Fotos: © marcosGpunto
El Arco, último trabajo del coreógrafo y bailarín Daniel Abreu, viene a certificar unas cuantas cosas de su trayectoria y de la escena. Por un lado, ese grado de compromiso artístico que el creador ostenta desde sus inicios y que le mantienen en un discurso exclusivo. Muy lejos de asentarse en preceptos acomodaticios o fórmulas que funcionen y pueden llegar a repetirse hasta el agotamiento, el coreógrafo suele traspasar la frontera de lo consabido sin importar más riesgo que el que te proporciona un verdadero pacto contigo mismo. En esta línea, Abreu firma en El Arco una coreografía que avanza por nuevas dimensiones corporales (que ya se adivinaron en El Hijo, su obra anterior) siempre soldadas a la exigencia dancística, el rigor y la riqueza de vocabulario, y plantea novedosas líneas y volúmenes, curvas y arcos, sin salirse de esa fluidez poética que corona su lenguaje. Por otro lado, y precisamente por todo lo expuesto, certifica también esta pieza la capacidad de un coreógrafo para mantenerse alejado de tendencias frugales de la escena del momento, en pos de la coherencia y la profundidad.

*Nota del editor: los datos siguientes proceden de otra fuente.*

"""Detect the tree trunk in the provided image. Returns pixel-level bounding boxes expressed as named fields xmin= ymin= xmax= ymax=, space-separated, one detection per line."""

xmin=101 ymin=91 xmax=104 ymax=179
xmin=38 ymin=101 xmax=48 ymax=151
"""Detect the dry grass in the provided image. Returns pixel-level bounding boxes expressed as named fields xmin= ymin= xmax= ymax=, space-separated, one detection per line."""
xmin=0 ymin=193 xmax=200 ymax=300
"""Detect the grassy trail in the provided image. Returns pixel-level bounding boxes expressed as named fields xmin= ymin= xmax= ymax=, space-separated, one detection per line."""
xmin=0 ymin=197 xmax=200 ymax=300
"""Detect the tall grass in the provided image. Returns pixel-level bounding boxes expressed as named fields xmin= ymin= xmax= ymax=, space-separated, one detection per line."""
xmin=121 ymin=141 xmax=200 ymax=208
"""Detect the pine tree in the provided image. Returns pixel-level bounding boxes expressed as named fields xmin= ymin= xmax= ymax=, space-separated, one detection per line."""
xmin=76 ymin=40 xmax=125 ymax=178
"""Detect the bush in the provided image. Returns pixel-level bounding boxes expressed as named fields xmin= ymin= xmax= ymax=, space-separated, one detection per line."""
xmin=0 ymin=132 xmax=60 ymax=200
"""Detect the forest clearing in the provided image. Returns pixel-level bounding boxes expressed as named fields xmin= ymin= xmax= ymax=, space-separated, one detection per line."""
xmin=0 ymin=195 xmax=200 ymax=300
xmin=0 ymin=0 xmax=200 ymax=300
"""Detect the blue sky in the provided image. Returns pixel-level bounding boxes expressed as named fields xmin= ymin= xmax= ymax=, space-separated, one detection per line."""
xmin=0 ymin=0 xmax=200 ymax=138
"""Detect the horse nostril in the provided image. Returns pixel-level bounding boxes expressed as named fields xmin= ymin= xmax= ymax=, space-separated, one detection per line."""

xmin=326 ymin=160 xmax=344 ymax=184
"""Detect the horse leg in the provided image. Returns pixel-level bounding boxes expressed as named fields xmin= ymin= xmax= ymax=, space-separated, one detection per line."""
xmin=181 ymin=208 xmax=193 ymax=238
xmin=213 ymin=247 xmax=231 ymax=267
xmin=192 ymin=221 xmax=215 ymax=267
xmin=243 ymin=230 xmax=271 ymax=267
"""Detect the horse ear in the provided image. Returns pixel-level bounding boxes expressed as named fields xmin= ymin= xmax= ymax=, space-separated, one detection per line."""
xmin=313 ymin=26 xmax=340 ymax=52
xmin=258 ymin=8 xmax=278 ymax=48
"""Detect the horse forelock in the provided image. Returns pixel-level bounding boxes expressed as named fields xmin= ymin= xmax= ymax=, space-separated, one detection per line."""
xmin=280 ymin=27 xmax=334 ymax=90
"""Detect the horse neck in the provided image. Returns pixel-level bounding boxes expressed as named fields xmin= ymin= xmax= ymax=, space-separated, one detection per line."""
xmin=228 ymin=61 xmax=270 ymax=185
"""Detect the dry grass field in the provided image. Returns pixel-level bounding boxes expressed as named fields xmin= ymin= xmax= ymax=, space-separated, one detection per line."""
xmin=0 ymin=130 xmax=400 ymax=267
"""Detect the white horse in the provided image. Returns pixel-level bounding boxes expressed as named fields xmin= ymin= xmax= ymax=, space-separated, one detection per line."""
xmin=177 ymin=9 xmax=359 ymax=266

El Arco bien podría ser la historia de un acompañamiento, el de tres intérpretes transitando hacia una luz, por ejemplo esa que brilla al final de cualquier túnel; o la que aparece como una tormenta eléctrica, pero se va antes de poder descifrarla; o la que de manera intermitente, acaba definiendo esquinas y rincones. Abreu, junto a la también bailarina Dácil González (ambos, premios nacionales de danza), y la compositora e intérprete Elisa Tejedor, se escoltan y se sujetan durante una hora, a través de la danza y la música, en una travesía de sombras y enigmas hacia la curvatura de la luz. La relación del trío en escena se sostiene en la fuerza de lo implícito; en el estar sin ruido; en asociarse respetando los espacios del movimiento y el sonido. Con un cello eléctrico, Tejedor interpreta en directo, en solitario y compartiendo escena con los bailarines, lo que puede verse como un sutil canto de Orfeo por el que transcurre la propuesta, desplegada en escenas o paisajes, otra máxima del hacer de Abreu.
Pintados de negro y arropados por unos exquisitos y policromados vestuario e iluminación, que son atravesados por el oscuro, el rojo, el azul, el verde y finalmente, el blanco, Abreu y González se sujetan con la comunicación y complicidad a la que nos tienen acostumbradas, en una lúcida y concluyente expedición hacia la luminiscencia.